Not that any of this holds special meaning or significance. I'm aware that it doesn't, and that I have an extreme inclination to over-interpreting symbolism. But the connections were there, and I am a sucker for both poetry and Kansas Citians.
Here is a poem by Tate. Some of its imagery reminds me of simple hot summers in Platte County, where we'd go near the river to swim and to put pennies on the railroad tracks. With nothing better to do, thinking we knew everything, we'd sit and wait for freight trains to come by and blow loud wind, impossibly close, in our hair and ears.

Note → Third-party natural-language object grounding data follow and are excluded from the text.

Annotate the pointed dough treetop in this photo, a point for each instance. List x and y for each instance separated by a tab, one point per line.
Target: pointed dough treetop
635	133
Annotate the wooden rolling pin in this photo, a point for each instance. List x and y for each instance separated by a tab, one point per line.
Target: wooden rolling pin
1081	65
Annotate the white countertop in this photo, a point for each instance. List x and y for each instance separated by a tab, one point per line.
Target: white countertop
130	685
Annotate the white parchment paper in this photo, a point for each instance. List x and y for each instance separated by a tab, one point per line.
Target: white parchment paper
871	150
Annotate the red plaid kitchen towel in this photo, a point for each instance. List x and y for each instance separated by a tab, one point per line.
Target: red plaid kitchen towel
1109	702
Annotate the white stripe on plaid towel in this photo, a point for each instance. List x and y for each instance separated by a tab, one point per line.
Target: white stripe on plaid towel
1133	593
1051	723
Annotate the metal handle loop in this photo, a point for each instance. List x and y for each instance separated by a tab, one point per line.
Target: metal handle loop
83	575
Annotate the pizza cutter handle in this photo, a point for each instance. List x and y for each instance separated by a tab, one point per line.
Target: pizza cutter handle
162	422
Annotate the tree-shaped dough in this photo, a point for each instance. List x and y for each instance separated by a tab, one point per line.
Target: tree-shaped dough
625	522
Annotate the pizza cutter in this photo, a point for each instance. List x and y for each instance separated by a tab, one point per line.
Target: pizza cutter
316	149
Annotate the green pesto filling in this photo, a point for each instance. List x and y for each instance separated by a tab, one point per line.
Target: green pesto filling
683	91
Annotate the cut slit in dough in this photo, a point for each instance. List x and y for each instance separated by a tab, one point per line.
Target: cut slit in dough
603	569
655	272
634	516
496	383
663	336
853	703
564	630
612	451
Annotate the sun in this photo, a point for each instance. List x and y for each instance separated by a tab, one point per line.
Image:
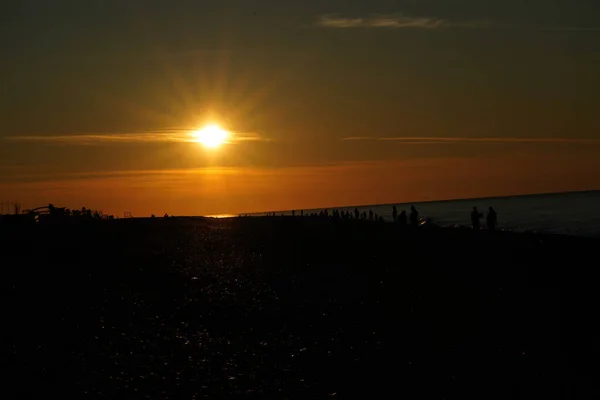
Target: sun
211	136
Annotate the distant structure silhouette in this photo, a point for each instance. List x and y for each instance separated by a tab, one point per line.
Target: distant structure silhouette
475	216
492	219
403	218
414	216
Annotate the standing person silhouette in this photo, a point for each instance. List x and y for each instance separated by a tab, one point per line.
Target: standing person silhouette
492	219
475	216
414	216
403	219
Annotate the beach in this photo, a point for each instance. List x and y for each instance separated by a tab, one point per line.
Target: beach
285	307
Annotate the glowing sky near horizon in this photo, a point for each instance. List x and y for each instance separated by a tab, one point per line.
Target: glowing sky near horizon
329	103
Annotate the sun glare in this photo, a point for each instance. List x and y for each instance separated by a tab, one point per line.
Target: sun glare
211	136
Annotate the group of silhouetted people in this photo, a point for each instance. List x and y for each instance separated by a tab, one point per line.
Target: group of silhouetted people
491	219
402	219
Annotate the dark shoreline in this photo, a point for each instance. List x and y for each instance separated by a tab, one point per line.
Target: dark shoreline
297	308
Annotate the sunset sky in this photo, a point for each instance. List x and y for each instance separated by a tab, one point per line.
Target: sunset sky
329	103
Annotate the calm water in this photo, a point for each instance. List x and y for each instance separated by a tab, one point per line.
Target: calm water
569	213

"Success Comes to Cow Creek"
I sit on the tracks,
a hundred feet from
earth, fifty from the
water. Gerald is
inching toward me
as grim, slow, and
determined as a
season, because he
has no trade and wants
none. It’s been nine months
since I last listened
to his fate, but I
know what he will say:
he’s the fire hydrant
of the underdog.
When he reaches my
point above the creek,
he sits down without
salutation, and
spits profoundly out
past the edge, and peeks
for meaning in the
ripple it brings. He
scowls. He speaks: when you
walk down any street
you see nothing but
coagulations
of shit and vomit,
and I’m sick of it.
I suggest suicide;
he prefers murder,
and spits again for
the sake of all the
great devout losers.
A conductor’s horn-From The Lost Pilot (1961)
concerto breaks the
air, and we, two doomed
pennies on the track,
shove off and somersault
like anesthetized
fleas, ruffling the
ideal locomotive
poised on the water
with our light, dry bodies.
Gerald shouts
terrifically as
he sails downstream like
a young man with a
destination. I
swim toward shore as
fast as my boots will
allow; as always,
neglecting to drown.
(Side note: The weekend was, in short: marimba music, cameras, cleaning, and sweet old dogs. Mondays are killer, but I'm trying this new self-imposed bedtime thing. Maybe I'll finally establish some semblance of routine.)
Thanks for reading this, dear friend.